青崎有吾さんの「裏染」シリーズ長編第三弾。
 
と思いきや、短編集で3冊目が出ていることを読み始めて知りました。
ただ長編の「水族館」「体育館」を読んだだけの私でもそんなに支障がなく入れましたので、問題ないかと思います。
 
ここ最近仕事もプライベートもどんよりとすることばかりが続いていたため、裏染のキャラクターと柚乃達のちょっと間の抜けた愛すべきキャラクター達に救われたような気持ちです。
暗い気分の時には何も考えずに本に没頭したいと思うので、それが叶えられる本だったなあとしみじみ。
 
今回は犯人の動機があまりしっくりこないというか、何故?!と思う真犯人だったが故にもやっとしたものの、登場人物が増えたとは思えないほど、一人一人が独立した個性を持つキャラクターになっているのが良かったですね。

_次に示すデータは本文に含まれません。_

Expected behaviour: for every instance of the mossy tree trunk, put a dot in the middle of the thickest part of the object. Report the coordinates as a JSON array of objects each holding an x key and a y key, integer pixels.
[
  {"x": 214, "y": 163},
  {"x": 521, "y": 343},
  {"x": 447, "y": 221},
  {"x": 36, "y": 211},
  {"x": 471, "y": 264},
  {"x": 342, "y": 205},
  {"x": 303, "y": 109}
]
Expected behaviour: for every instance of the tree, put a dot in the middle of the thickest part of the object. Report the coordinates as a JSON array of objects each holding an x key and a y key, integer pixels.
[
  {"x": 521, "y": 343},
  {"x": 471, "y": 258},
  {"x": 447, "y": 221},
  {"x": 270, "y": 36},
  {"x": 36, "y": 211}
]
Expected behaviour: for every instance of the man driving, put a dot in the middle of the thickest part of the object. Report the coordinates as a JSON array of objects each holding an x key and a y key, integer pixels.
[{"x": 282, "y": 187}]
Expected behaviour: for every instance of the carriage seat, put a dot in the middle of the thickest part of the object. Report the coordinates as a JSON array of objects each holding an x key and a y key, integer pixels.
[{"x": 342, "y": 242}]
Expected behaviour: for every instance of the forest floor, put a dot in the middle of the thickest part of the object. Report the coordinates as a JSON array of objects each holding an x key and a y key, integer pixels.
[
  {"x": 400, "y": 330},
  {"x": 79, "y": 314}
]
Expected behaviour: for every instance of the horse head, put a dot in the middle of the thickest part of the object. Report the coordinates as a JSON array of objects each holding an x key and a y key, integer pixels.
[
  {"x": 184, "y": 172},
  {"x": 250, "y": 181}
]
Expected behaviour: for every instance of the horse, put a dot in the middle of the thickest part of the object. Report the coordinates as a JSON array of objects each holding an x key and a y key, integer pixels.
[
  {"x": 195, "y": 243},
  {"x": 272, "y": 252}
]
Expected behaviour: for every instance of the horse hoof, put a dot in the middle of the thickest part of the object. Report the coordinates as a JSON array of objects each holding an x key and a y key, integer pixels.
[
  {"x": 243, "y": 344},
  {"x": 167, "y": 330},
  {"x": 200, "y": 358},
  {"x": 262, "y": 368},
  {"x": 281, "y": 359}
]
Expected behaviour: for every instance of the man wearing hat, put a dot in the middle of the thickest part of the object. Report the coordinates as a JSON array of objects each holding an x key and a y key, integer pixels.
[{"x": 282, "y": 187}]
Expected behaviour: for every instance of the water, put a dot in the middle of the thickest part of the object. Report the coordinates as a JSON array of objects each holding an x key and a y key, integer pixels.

文章の読みやすさ、登場人物達の漫才のような掛け合いが小気味よく、肝心の事件についても謎が謎を呼ぶ展開でのめり込む事ができました。
 
また、いつの間にか少しずつ裏染を意識し始めている柚乃と、何やら暗い過去を持っているっぽい裏染の話もちょくちょく入っていくるので、読者を飽きさせません。
 
まだ続きそうな終わり方だったので、今後の展開にも期待ですね。
 
しかしこんな殺され方・・・無念過ぎるわ。色々な意味で。
 
(ネタバレ含みます)
あと、結局あの小説を書いていた委員長と裏染の最後の掛け合い。
あれは書いていた小説の犯人が実際の犯人と同じだったから、という理解でいいのでしょうか。
すっと読んでしまうと一度では入ってこなくて、ちょっと考えてしまったもので。